June 6, 2006

Immigration advocates that have recently been lobbying Tennessee’s U.S. senators had better turn their full attention to Tennessee’s members of the U.S. House of Representatives.  Of Tennessee’s nine elected Representatives (four Republican, five Democrat), all but one–Jim Cooper of Nashville–voted for H.R.4437, the immigration enforcement-only bill.  Worse yet, four of the nine (John Duncan, William Jenkins, Zach Wamp, and Lincoln Davis) are members of the Immigration Reform Caucus, according to that group’s website.  The Immigration Reform Caucus, founded by restrictionist Tom Tancredo (Colorado), is a group of congressmen who share similar opinions on immigration issues.
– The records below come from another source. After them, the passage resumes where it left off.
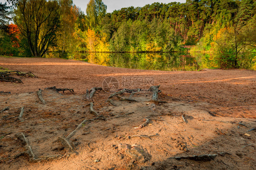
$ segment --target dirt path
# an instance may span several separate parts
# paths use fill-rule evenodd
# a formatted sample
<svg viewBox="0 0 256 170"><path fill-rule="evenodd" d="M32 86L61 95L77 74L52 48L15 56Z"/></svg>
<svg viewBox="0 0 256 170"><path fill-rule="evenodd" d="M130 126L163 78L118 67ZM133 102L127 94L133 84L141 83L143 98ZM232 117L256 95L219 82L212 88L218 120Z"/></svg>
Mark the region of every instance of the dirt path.
<svg viewBox="0 0 256 170"><path fill-rule="evenodd" d="M0 114L0 169L256 168L256 132L248 131L256 126L256 71L172 72L18 58L0 58L0 67L31 71L39 78L22 78L24 84L0 83L0 91L10 92L0 94L0 111L9 107ZM85 98L87 88L102 87L109 77L118 80L119 88L124 83L126 87L135 88L137 85L147 89L150 83L139 80L154 79L154 85L161 84L159 100L167 103L154 103L150 93L143 92L133 95L137 102L113 98L116 106L106 102L109 94L104 91L97 91L92 100ZM44 90L54 86L73 88L75 94ZM44 89L45 105L36 92L38 88ZM68 139L73 148L70 150L58 137L67 137L85 119L97 117L89 112L87 104L91 102L104 120L85 121ZM148 124L138 129L147 119ZM20 154L27 148L15 135L20 132L28 139L35 157L61 156L30 163L26 154ZM210 162L169 158L209 154L218 155Z"/></svg>

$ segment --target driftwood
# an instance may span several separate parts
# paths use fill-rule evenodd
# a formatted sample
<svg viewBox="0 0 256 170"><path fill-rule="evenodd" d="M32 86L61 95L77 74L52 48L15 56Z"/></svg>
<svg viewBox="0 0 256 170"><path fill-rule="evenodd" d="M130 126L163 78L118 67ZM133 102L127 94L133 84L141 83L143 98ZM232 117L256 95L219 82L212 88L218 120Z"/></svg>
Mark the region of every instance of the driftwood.
<svg viewBox="0 0 256 170"><path fill-rule="evenodd" d="M77 126L77 127L76 129L75 129L69 135L68 135L68 136L66 138L66 139L70 139L73 135L74 135L74 134L75 134L75 133L76 133L77 131L77 130L79 129L86 122L92 121L96 119L102 119L105 120L106 120L106 118L103 116L100 116L96 118L94 118L93 119L88 120L86 119L84 120L78 126Z"/></svg>
<svg viewBox="0 0 256 170"><path fill-rule="evenodd" d="M42 102L43 104L46 104L46 101L44 100L43 96L42 96L42 90L39 88L39 90L37 91L37 95L38 96L38 98Z"/></svg>
<svg viewBox="0 0 256 170"><path fill-rule="evenodd" d="M134 137L140 137L140 138L148 138L148 139L149 139L150 140L152 140L151 138L150 138L150 137L153 137L153 136L159 136L159 134L158 134L157 133L155 135L132 135L129 138L133 138Z"/></svg>
<svg viewBox="0 0 256 170"><path fill-rule="evenodd" d="M158 93L159 92L158 88L159 87L160 85L158 86L151 86L150 88L149 88L149 90L152 90L152 100L154 101L156 101L158 99Z"/></svg>
<svg viewBox="0 0 256 170"><path fill-rule="evenodd" d="M88 91L86 89L86 94L85 95L87 99L89 100L92 98L94 94L97 90L102 90L102 87L93 87Z"/></svg>
<svg viewBox="0 0 256 170"><path fill-rule="evenodd" d="M153 112L154 112L156 109L156 107L155 103L151 104L150 106L150 109Z"/></svg>
<svg viewBox="0 0 256 170"><path fill-rule="evenodd" d="M113 118L119 118L119 117L125 117L127 115L130 115L131 114L133 113L134 112L130 112L129 113L126 113L126 114L125 114L123 115L117 116L116 117L114 117Z"/></svg>
<svg viewBox="0 0 256 170"><path fill-rule="evenodd" d="M189 101L187 102L189 103L189 102L197 102L197 101L195 100L189 100Z"/></svg>
<svg viewBox="0 0 256 170"><path fill-rule="evenodd" d="M1 111L0 111L0 113L2 113L2 112L4 112L4 111L5 111L6 110L9 110L9 107L7 107L5 108L4 109L2 110Z"/></svg>
<svg viewBox="0 0 256 170"><path fill-rule="evenodd" d="M100 116L97 112L93 110L93 108L92 108L93 107L93 103L92 102L90 104L90 112L91 113L93 114L94 115L96 116Z"/></svg>
<svg viewBox="0 0 256 170"><path fill-rule="evenodd" d="M139 88L137 89L128 89L128 88L124 88L123 89L117 92L115 92L111 94L108 97L108 99L113 98L117 95L119 95L120 94L123 94L125 92L128 92L129 93L133 93L134 92L138 92L140 91L141 90ZM134 94L134 93L133 93Z"/></svg>
<svg viewBox="0 0 256 170"><path fill-rule="evenodd" d="M108 99L107 100L106 102L109 102L113 106L118 106L114 102L113 102L113 100L112 100L112 99Z"/></svg>
<svg viewBox="0 0 256 170"><path fill-rule="evenodd" d="M135 128L135 129L141 129L141 128L145 127L147 125L148 125L148 124L149 122L149 119L148 119L147 117L146 117L145 118L145 119L146 120L146 121L145 121L145 122L144 123L143 123L143 124L141 124L140 126L139 126L138 128Z"/></svg>
<svg viewBox="0 0 256 170"><path fill-rule="evenodd" d="M119 99L123 100L123 101L129 101L129 102L138 102L138 101L137 101L136 100L134 99L133 99L132 98L123 98L118 95L116 95L116 97L118 97L118 98L119 98Z"/></svg>
<svg viewBox="0 0 256 170"><path fill-rule="evenodd" d="M62 92L63 93L66 91L68 91L71 92L72 94L74 94L74 90L72 88L56 88L56 86L51 87L47 87L45 88L45 89L51 89L52 90L56 91L57 92Z"/></svg>
<svg viewBox="0 0 256 170"><path fill-rule="evenodd" d="M10 92L4 92L4 91L1 91L0 92L0 94L1 93L3 93L3 94L10 94Z"/></svg>
<svg viewBox="0 0 256 170"><path fill-rule="evenodd" d="M139 92L139 91L140 91L141 90L141 89L140 88L138 88L138 89L137 89L137 91L135 91L132 93L131 93L131 94L130 95L130 96L129 96L129 98L132 98L132 97L133 96L133 95L137 92Z"/></svg>
<svg viewBox="0 0 256 170"><path fill-rule="evenodd" d="M242 126L246 126L246 127L249 127L247 125L245 125L245 124L242 123L242 121L240 121L239 123L238 123L238 124L239 124L239 125L242 125Z"/></svg>
<svg viewBox="0 0 256 170"><path fill-rule="evenodd" d="M36 76L30 72L23 73L21 73L19 71L6 71L5 72L0 73L0 82L16 82L20 83L23 83L20 79L15 78L11 76L11 75L14 74L20 76L38 78L37 76Z"/></svg>
<svg viewBox="0 0 256 170"><path fill-rule="evenodd" d="M255 128L252 128L251 129L248 130L248 131L246 131L246 132L247 131L255 131L256 130L256 129L255 129Z"/></svg>
<svg viewBox="0 0 256 170"><path fill-rule="evenodd" d="M181 115L181 117L182 117L182 119L183 119L183 121L184 121L185 123L187 123L187 121L185 120L185 118L183 115Z"/></svg>
<svg viewBox="0 0 256 170"><path fill-rule="evenodd" d="M28 78L38 78L37 76L31 72L29 72L26 73L21 73L20 71L16 70L16 71L6 71L5 72L0 73L0 74L1 75L13 75L15 74L17 76L23 76L23 77L26 77Z"/></svg>
<svg viewBox="0 0 256 170"><path fill-rule="evenodd" d="M22 116L23 115L23 113L24 112L24 107L22 107L20 108L20 113L19 116L19 119L21 121L22 120Z"/></svg>
<svg viewBox="0 0 256 170"><path fill-rule="evenodd" d="M20 133L20 134L16 134L15 136L18 139L19 139L21 141L21 143L23 145L25 145L27 151L23 152L23 154L27 154L29 156L30 160L31 159L35 159L35 154L34 154L34 152L32 150L32 148L29 145L28 140L25 136L24 134L23 133Z"/></svg>
<svg viewBox="0 0 256 170"><path fill-rule="evenodd" d="M67 148L68 151L73 152L75 151L73 146L66 139L59 137L57 141L60 141L66 148Z"/></svg>
<svg viewBox="0 0 256 170"><path fill-rule="evenodd" d="M174 156L171 157L167 159L175 159L177 160L180 160L181 159L187 159L190 160L194 160L195 161L207 161L214 160L214 158L218 155L224 155L225 154L230 154L226 152L220 152L216 154L207 154L207 155L194 155L193 156Z"/></svg>

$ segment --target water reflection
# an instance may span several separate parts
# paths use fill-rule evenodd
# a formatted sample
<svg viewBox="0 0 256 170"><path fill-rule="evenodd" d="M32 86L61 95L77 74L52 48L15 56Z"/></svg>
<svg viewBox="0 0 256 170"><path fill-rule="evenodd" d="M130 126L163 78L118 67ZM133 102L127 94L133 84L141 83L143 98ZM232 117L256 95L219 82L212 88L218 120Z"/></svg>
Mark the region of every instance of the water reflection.
<svg viewBox="0 0 256 170"><path fill-rule="evenodd" d="M128 68L197 71L213 67L213 63L209 62L211 56L209 54L90 53L83 54L82 59L89 63Z"/></svg>

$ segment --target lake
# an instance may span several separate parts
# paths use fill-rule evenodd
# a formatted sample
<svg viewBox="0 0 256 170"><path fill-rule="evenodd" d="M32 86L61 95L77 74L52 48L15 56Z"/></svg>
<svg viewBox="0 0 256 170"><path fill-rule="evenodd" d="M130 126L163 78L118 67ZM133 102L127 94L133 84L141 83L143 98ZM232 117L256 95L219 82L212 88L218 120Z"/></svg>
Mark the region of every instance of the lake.
<svg viewBox="0 0 256 170"><path fill-rule="evenodd" d="M81 59L106 66L164 71L197 71L214 67L209 53L87 53Z"/></svg>

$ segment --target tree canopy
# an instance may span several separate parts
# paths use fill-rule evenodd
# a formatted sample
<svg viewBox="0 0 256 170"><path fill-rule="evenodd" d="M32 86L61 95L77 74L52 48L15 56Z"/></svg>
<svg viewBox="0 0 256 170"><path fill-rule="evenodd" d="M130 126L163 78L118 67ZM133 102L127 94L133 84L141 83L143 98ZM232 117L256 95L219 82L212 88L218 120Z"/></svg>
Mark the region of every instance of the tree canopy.
<svg viewBox="0 0 256 170"><path fill-rule="evenodd" d="M90 0L85 14L72 0L8 2L16 6L20 55L74 58L80 52L172 52L196 45L191 51L219 52L218 61L233 63L224 67L254 59L249 54L256 51L254 0L156 2L111 13L102 0Z"/></svg>

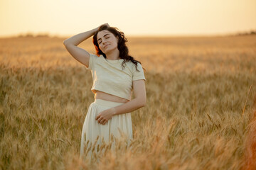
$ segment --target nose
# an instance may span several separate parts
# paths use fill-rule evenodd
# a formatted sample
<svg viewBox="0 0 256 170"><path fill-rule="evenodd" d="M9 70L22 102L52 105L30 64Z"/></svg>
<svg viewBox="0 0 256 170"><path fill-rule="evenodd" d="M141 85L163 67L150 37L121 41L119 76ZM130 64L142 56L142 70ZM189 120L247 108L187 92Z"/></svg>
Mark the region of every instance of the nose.
<svg viewBox="0 0 256 170"><path fill-rule="evenodd" d="M102 40L102 44L105 44L105 40Z"/></svg>

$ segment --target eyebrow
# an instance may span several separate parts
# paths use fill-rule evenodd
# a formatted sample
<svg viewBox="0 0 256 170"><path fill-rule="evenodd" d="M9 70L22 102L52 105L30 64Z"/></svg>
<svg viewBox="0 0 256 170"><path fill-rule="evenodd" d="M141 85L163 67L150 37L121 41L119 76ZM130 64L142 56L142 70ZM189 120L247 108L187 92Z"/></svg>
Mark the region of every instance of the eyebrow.
<svg viewBox="0 0 256 170"><path fill-rule="evenodd" d="M106 35L110 35L110 34L105 34L105 35L104 35L104 36L103 37L105 37L105 36L106 36ZM98 42L101 39L101 38L100 38L99 39L97 39L97 42Z"/></svg>

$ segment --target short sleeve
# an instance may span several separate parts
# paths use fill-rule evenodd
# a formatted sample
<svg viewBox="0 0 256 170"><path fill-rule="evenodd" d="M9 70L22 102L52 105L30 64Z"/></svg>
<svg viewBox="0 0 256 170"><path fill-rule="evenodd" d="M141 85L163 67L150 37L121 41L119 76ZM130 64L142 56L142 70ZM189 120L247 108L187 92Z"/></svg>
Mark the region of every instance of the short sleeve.
<svg viewBox="0 0 256 170"><path fill-rule="evenodd" d="M134 65L134 67L132 67L133 68L132 69L132 81L139 80L139 79L146 80L142 64L139 64L139 62L137 63L137 68L139 71L139 72L136 69L135 64L133 64L133 65Z"/></svg>
<svg viewBox="0 0 256 170"><path fill-rule="evenodd" d="M94 69L94 65L95 63L95 60L98 58L97 55L90 53L89 58L89 66L88 68L85 67L87 69L92 70Z"/></svg>

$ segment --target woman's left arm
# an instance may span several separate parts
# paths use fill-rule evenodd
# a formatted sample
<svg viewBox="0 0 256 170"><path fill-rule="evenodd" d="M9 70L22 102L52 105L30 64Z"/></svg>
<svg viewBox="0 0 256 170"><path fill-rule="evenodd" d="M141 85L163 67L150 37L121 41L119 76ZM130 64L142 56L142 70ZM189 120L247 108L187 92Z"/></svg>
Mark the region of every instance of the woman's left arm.
<svg viewBox="0 0 256 170"><path fill-rule="evenodd" d="M145 106L146 101L145 81L144 79L132 81L134 98L122 105L107 109L96 117L100 124L105 125L113 115L132 112Z"/></svg>

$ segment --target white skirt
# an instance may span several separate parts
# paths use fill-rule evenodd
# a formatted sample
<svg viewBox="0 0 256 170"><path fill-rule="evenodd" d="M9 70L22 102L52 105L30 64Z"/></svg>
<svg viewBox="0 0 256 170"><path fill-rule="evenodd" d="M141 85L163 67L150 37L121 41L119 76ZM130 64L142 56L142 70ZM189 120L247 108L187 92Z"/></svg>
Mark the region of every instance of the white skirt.
<svg viewBox="0 0 256 170"><path fill-rule="evenodd" d="M82 130L81 157L92 159L97 153L104 152L106 149L104 145L107 144L114 151L115 141L121 138L126 139L129 144L132 140L131 113L114 115L105 125L95 120L100 112L122 104L124 103L95 98L90 105Z"/></svg>

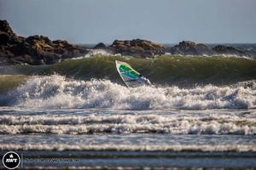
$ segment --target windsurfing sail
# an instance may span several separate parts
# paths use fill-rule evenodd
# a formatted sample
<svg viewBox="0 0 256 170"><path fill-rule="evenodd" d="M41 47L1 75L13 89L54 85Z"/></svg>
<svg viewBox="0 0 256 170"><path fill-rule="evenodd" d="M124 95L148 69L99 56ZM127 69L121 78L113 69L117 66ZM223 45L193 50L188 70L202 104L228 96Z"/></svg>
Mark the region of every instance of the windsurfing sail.
<svg viewBox="0 0 256 170"><path fill-rule="evenodd" d="M117 71L125 86L137 87L142 84L151 84L150 81L135 71L125 62L115 60Z"/></svg>

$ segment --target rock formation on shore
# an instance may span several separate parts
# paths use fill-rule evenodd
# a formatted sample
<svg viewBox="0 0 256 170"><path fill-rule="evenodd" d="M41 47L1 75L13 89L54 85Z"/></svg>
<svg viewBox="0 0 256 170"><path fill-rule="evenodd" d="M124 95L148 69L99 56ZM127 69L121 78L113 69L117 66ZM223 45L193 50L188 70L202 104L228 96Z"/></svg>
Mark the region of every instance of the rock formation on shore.
<svg viewBox="0 0 256 170"><path fill-rule="evenodd" d="M181 55L250 55L232 47L218 45L212 48L202 43L183 41L177 45L165 48L150 41L134 39L130 41L115 40L112 45L106 46L100 42L92 49L73 45L67 41L51 41L44 36L31 36L23 37L17 36L6 20L0 20L0 65L29 64L44 65L54 64L61 60L79 57L87 54L93 49L103 49L108 53L137 58L150 58L165 54Z"/></svg>
<svg viewBox="0 0 256 170"><path fill-rule="evenodd" d="M165 54L165 48L162 45L154 43L150 41L135 39L131 41L115 40L109 48L114 54L122 55L131 55L136 57L154 57Z"/></svg>
<svg viewBox="0 0 256 170"><path fill-rule="evenodd" d="M93 48L94 49L108 49L108 48L103 42L100 42L100 43L96 44Z"/></svg>
<svg viewBox="0 0 256 170"><path fill-rule="evenodd" d="M44 36L18 37L6 20L0 20L0 62L5 64L54 64L88 53L86 48L67 41L50 41Z"/></svg>

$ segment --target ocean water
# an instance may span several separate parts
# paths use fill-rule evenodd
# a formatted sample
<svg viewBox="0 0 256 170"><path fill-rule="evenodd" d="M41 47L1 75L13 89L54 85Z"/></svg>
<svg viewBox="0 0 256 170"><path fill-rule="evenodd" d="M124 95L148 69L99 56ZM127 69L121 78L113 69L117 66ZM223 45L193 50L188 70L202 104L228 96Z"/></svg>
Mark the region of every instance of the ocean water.
<svg viewBox="0 0 256 170"><path fill-rule="evenodd" d="M1 67L1 156L17 151L23 168L256 167L255 60L119 58L154 82L128 88L116 59Z"/></svg>

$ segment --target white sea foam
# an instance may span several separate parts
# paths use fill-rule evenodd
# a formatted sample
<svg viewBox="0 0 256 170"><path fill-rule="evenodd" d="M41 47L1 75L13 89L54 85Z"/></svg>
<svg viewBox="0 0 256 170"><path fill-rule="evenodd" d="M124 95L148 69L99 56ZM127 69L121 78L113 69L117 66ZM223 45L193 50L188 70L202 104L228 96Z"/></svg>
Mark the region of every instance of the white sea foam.
<svg viewBox="0 0 256 170"><path fill-rule="evenodd" d="M191 89L177 87L125 88L108 80L67 80L53 75L37 76L9 94L10 105L27 108L253 109L256 82L236 86L207 85Z"/></svg>
<svg viewBox="0 0 256 170"><path fill-rule="evenodd" d="M164 111L163 111L164 112ZM241 116L224 111L167 112L165 114L94 114L0 116L0 134L256 134L256 112Z"/></svg>
<svg viewBox="0 0 256 170"><path fill-rule="evenodd" d="M212 144L3 144L1 150L129 150L129 151L256 151L255 144L212 145Z"/></svg>

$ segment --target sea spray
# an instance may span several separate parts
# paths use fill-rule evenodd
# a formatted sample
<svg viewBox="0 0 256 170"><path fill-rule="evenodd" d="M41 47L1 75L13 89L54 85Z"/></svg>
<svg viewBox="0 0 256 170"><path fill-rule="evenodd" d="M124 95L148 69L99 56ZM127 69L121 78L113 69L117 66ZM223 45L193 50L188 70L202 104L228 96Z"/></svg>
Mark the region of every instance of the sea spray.
<svg viewBox="0 0 256 170"><path fill-rule="evenodd" d="M8 105L41 109L209 110L256 108L255 81L233 86L141 86L109 80L80 81L52 75L34 76L9 93Z"/></svg>

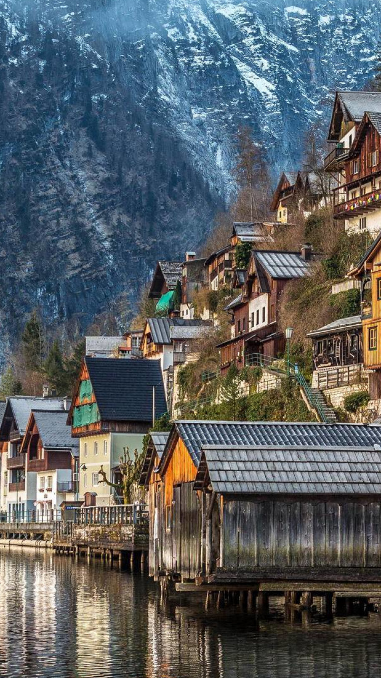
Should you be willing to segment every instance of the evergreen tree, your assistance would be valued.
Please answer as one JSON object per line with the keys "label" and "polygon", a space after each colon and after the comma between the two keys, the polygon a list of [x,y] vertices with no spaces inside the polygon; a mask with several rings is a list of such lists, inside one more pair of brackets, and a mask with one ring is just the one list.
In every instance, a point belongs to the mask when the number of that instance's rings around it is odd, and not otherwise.
{"label": "evergreen tree", "polygon": [[62,352],[57,340],[53,342],[43,367],[49,385],[56,395],[66,395],[68,376],[64,367]]}
{"label": "evergreen tree", "polygon": [[82,358],[85,355],[85,351],[86,340],[85,338],[81,339],[75,346],[70,358],[66,358],[64,361],[67,376],[68,393],[71,393],[74,388],[75,382],[79,376]]}
{"label": "evergreen tree", "polygon": [[26,370],[41,372],[45,341],[43,328],[35,311],[26,323],[21,338]]}
{"label": "evergreen tree", "polygon": [[16,379],[12,368],[7,367],[0,380],[0,399],[4,400],[11,395],[20,395],[22,393],[21,383]]}

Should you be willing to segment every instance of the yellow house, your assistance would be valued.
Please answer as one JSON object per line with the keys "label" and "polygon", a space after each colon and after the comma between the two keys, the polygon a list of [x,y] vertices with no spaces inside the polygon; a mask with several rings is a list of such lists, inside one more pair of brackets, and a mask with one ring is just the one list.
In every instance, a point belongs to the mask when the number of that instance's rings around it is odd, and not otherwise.
{"label": "yellow house", "polygon": [[120,490],[101,480],[101,466],[108,481],[120,484],[123,450],[141,452],[153,418],[166,412],[158,360],[83,359],[68,417],[73,436],[79,438],[80,499],[91,492],[97,506],[119,501]]}

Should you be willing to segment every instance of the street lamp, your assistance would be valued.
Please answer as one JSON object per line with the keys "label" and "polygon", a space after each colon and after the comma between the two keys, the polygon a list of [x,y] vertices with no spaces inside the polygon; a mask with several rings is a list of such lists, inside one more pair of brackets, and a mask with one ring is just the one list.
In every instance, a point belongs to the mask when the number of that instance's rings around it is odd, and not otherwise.
{"label": "street lamp", "polygon": [[287,339],[287,376],[289,376],[289,341],[292,337],[292,327],[286,327],[286,339]]}

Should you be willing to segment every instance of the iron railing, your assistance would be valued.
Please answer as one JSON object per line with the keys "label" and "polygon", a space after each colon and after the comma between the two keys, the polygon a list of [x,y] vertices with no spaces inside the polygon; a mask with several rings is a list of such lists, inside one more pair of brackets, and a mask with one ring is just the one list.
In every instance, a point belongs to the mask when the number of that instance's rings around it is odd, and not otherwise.
{"label": "iron railing", "polygon": [[148,521],[148,507],[146,504],[74,509],[75,525],[146,525]]}

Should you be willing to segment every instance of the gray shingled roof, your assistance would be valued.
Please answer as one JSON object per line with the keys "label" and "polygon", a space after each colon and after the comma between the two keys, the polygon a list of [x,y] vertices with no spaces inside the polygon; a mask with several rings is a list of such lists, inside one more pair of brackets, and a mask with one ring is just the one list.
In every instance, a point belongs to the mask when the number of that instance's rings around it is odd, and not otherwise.
{"label": "gray shingled roof", "polygon": [[180,261],[159,261],[168,290],[174,290],[178,280],[181,280],[182,264]]}
{"label": "gray shingled roof", "polygon": [[[380,449],[205,447],[203,455],[213,490],[218,493],[378,494],[381,492]],[[203,466],[201,460],[195,487],[205,473]]]}
{"label": "gray shingled roof", "polygon": [[377,130],[379,134],[381,134],[381,106],[380,106],[379,112],[372,113],[370,111],[367,111],[366,114],[374,127]]}
{"label": "gray shingled roof", "polygon": [[154,343],[167,344],[170,344],[172,342],[169,330],[171,327],[197,327],[210,325],[209,321],[186,320],[184,318],[147,318],[147,323]]}
{"label": "gray shingled roof", "polygon": [[176,421],[178,432],[197,466],[205,445],[323,445],[363,447],[381,445],[378,426],[363,424],[320,424],[317,422]]}
{"label": "gray shingled roof", "polygon": [[310,275],[312,262],[305,261],[299,252],[260,250],[255,253],[255,258],[272,278],[288,280]]}
{"label": "gray shingled roof", "polygon": [[8,399],[18,431],[22,435],[26,429],[26,425],[32,410],[55,410],[66,412],[70,407],[70,400],[66,400],[67,409],[64,407],[64,398],[33,398],[30,396],[17,395]]}
{"label": "gray shingled roof", "polygon": [[340,318],[334,320],[333,323],[328,325],[323,325],[319,330],[314,330],[312,332],[308,332],[308,337],[319,336],[321,334],[329,334],[332,332],[344,332],[346,330],[353,330],[361,327],[361,317],[360,315],[351,315],[348,318]]}
{"label": "gray shingled roof", "polygon": [[[381,113],[381,92],[338,92],[346,121],[352,118],[360,122],[365,111],[369,113]],[[349,117],[345,115],[349,113]]]}
{"label": "gray shingled roof", "polygon": [[68,449],[74,456],[79,454],[79,441],[72,438],[71,427],[66,424],[67,412],[33,410],[43,447]]}

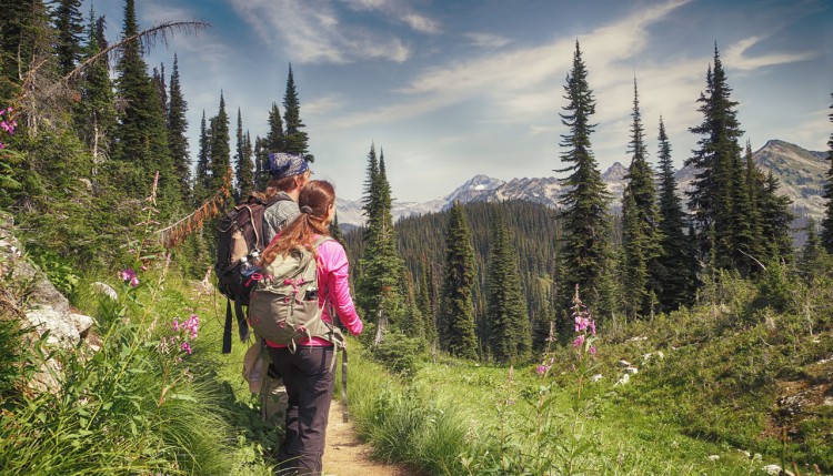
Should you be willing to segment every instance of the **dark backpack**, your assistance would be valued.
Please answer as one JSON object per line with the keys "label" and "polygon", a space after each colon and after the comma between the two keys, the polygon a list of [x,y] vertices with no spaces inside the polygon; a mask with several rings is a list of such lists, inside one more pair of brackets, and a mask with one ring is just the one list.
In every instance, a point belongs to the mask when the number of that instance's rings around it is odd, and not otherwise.
{"label": "dark backpack", "polygon": [[[263,242],[263,213],[281,200],[291,200],[279,194],[269,202],[250,199],[247,203],[234,206],[220,221],[217,235],[217,287],[228,301],[225,303],[225,330],[223,332],[223,354],[231,352],[231,302],[241,341],[249,337],[249,326],[245,322],[243,306],[249,305],[249,295],[254,286],[251,270],[260,260],[260,253],[269,243]],[[249,270],[247,270],[249,267]]]}

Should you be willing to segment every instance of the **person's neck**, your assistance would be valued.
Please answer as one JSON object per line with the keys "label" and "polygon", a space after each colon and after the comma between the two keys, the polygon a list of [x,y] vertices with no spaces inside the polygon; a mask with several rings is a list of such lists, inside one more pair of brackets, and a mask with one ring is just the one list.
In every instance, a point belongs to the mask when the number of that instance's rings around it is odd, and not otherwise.
{"label": "person's neck", "polygon": [[301,189],[293,189],[285,192],[287,195],[292,199],[293,202],[298,202],[298,196],[301,194]]}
It espouses policy positions such as construction of a wall across the entire southern border, elimination of birth-right citizenship, criminalization of immigration violators as felons, a moratorium on almost all legal immigration, etc.  Knoxville’s John Duncan gave voice to several of the group’s ideas in his March 31, 2006, “E-Newsletter,” including these:

  • “I do not believe the Country needs a guest worker program.  There are plenty of people in the Country legally who could perform many of the jobs currently given to illegal aliens.”
  • “We must have immigration laws and they must be enforced or this nation will slowly but surely take on many of the characteristics of a third world country.”
  • “[T]he House has already acted on a border security bill [H.R.4437].  Although I believe we could have gone further, this bill is a step in the right direction.”